INTRODUCTION AND NOMENCLATURE
Frontotemporal dementia (FTD) is a neuropathologically and clinically heterogeneous disorder characterized by focal degeneration of the frontal and/or temporal lobes . Age of onset is typically in the late 50s or early 60s, and the primary initial clinical manifestations are changes in personality and social behavior or language, progressing over time to a more global dementia. A subset of patients may also exhibit symptoms of extrapyramidal or motor neuron involvement at some point in the disease process.
For many years the clinical syndrome was known as Picks disease after Arnold Pick, who originally described the behavioral variant of this syndrome in 1892 . A variety of terms to describe the clinical syndrome have ensued, including:
- Frontal lobe dementia
- Frontal lobe degeneration
- Frontotemporal lobar degeneration
- Pick complex
The preferred terminology for the clinical syndrome is frontotemporal dementia [3,4]. However, the term remains somewhat unclear. While frontotemporal dementia is often meant to encompass the entire syndrome complex that is associated with degeneration of the frontal and temporal lobes, at other times frontotemporal dementia is used to describe the behavioral variant specifically. In this topic, frontotemporal dementia will be used to describe the entire syndrome as a whole, and the behavioral variant will be specified when that subgroup is specifically described.

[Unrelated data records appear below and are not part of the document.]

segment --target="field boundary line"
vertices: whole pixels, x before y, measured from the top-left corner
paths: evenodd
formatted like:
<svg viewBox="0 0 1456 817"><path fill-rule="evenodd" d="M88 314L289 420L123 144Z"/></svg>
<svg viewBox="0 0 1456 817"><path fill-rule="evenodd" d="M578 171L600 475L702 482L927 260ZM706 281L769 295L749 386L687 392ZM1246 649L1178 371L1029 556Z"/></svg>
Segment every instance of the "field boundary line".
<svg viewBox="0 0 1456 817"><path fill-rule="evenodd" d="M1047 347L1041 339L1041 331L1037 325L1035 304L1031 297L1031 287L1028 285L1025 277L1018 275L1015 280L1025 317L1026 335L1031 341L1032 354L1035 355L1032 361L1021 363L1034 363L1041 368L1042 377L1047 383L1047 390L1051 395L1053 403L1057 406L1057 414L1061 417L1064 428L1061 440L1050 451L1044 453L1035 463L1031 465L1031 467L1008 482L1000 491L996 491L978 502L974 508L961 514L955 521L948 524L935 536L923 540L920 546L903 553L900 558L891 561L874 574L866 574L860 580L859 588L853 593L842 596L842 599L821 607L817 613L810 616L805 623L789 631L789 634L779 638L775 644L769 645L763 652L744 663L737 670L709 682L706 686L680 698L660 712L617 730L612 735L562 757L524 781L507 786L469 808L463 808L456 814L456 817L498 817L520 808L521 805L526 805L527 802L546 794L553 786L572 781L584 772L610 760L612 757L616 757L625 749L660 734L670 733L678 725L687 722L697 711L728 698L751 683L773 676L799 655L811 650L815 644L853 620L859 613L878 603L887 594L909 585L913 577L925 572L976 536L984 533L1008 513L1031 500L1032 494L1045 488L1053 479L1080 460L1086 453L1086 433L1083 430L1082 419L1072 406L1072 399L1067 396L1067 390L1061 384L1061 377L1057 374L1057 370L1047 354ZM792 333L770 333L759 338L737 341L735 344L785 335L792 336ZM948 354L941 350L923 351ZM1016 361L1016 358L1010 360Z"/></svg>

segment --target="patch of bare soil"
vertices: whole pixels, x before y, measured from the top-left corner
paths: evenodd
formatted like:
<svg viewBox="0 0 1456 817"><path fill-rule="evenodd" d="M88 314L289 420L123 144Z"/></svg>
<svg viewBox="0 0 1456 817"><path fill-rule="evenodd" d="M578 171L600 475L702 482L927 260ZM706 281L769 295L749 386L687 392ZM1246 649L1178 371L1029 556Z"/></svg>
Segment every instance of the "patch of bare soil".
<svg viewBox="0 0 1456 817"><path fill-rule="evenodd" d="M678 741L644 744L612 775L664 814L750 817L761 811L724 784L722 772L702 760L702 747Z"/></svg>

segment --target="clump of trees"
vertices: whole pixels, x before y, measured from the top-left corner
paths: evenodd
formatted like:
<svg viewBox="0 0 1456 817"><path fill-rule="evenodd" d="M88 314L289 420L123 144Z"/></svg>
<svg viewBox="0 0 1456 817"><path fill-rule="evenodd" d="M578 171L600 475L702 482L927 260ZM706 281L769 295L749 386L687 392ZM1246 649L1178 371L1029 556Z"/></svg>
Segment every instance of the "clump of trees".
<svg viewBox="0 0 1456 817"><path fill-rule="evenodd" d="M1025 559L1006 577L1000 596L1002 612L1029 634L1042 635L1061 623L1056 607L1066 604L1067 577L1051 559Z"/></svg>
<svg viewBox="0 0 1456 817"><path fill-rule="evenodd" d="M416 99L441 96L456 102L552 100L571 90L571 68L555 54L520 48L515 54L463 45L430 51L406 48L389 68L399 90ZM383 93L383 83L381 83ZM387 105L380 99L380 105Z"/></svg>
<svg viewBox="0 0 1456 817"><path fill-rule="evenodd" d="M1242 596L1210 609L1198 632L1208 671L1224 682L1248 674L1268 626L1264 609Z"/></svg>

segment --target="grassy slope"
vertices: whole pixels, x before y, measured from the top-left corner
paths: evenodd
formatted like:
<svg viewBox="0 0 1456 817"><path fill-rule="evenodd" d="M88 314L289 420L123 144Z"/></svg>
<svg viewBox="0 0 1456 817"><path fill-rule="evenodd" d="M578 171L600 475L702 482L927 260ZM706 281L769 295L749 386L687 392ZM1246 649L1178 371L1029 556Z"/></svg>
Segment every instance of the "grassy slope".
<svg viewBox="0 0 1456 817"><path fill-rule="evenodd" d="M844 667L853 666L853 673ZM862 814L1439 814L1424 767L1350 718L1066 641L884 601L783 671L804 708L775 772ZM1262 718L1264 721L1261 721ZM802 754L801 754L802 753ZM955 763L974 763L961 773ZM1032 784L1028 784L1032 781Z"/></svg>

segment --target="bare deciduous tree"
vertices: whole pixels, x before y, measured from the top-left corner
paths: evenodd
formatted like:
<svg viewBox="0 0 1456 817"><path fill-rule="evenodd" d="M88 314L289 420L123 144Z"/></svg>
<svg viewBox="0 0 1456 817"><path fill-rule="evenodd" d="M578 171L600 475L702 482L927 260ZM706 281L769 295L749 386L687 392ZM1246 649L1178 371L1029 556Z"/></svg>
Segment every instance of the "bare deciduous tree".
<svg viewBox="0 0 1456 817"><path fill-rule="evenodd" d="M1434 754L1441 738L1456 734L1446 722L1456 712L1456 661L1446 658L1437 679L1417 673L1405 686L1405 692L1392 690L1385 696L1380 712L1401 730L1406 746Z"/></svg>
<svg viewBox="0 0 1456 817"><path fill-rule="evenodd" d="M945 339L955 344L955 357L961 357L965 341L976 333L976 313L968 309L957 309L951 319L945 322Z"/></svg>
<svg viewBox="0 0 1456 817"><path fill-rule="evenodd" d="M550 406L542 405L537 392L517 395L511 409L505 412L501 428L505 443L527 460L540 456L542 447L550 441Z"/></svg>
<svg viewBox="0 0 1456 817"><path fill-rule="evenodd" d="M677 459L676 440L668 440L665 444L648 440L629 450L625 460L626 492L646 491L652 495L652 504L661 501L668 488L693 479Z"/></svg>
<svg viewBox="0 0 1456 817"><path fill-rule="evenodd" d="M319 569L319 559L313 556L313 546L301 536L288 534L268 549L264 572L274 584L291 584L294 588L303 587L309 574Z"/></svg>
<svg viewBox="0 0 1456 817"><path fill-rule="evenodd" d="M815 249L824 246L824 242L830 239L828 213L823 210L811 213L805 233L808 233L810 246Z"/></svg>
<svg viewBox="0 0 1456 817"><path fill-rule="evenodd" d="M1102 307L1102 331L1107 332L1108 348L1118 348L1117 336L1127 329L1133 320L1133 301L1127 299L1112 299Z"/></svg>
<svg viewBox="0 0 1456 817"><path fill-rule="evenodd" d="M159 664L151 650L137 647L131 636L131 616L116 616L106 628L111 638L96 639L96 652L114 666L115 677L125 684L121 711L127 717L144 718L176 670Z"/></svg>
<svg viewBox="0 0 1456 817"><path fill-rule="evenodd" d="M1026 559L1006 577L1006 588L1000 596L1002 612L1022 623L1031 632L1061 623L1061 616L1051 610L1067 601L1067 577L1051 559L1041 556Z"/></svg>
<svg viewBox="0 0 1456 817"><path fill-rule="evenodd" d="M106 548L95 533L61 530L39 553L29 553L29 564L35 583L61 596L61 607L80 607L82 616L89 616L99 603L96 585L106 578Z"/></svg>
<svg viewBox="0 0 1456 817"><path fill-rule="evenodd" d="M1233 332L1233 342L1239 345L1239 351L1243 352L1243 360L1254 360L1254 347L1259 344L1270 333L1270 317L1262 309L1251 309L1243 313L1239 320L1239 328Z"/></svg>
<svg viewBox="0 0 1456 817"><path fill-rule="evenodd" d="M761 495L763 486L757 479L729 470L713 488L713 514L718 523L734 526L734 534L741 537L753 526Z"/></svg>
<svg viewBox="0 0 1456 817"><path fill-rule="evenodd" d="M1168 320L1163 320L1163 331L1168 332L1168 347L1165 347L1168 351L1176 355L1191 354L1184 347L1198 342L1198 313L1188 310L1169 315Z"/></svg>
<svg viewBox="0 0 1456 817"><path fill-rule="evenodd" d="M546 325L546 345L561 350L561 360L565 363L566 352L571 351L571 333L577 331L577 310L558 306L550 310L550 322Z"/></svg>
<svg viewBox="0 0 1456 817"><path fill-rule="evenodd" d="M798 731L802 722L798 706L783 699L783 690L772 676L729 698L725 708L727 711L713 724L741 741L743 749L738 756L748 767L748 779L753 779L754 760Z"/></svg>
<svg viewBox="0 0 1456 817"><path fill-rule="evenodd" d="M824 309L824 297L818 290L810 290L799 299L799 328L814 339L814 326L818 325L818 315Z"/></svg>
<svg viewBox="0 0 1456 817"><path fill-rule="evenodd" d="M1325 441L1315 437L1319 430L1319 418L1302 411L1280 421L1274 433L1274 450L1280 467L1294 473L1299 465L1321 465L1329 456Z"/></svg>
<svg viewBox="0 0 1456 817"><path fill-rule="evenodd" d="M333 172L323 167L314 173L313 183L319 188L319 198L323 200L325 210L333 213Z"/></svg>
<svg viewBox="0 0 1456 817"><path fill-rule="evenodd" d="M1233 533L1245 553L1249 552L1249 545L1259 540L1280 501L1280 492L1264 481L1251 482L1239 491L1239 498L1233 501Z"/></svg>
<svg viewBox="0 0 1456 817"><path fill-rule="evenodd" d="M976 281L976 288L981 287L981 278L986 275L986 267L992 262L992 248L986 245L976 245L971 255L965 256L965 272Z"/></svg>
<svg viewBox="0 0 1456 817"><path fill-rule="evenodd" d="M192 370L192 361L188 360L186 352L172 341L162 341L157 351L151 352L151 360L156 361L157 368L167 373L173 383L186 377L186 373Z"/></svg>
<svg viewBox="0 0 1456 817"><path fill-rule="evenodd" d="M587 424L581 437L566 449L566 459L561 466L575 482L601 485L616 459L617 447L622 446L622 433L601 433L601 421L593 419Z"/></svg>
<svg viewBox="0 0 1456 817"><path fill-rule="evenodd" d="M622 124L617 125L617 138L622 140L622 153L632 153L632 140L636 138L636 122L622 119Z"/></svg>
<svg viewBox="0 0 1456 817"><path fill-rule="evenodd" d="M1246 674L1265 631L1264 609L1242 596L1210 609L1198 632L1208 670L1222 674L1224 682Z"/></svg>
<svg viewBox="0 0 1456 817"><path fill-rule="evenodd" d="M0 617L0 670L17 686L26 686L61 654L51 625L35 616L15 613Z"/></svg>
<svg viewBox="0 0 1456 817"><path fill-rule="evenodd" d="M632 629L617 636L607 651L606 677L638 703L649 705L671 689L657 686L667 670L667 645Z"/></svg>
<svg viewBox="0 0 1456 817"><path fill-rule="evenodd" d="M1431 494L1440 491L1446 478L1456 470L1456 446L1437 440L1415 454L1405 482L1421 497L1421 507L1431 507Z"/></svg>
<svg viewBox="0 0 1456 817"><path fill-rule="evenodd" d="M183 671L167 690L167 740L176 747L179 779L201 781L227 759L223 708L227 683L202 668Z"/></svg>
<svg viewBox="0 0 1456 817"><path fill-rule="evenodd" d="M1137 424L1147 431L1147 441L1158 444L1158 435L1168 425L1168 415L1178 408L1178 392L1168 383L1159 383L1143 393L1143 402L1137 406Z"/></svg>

FTD subtypes are also subject to the use of evolving and inconsistent nomenclature. As an example, the terms frontal variant and temporal variant are often applied to behavioral variant FTD and to semantic dementia respectively. Because the implied neuroanatomic associations are not perfect, we prefer using the clinical rather than the anatomic terms to describe the clinical syndrome [5,6]. Finally, the term primary progressive aphasia originally described a series of patients with a progressive nonfluent aphasia . As another syndrome characterized by a progressive fluent aphasia was increasingly recognized, some authors categorized this as a subset of primary progressive aphasia, while others, recognizing the frequent (but not invariable) presence of more extensive cognitive deficits in these patients, coined the term semantic dementia. We will use the terms progressive nonfluent aphasia and semantic dementia to describe these syndromes, recognizing that some patients may fall into an intermediate category.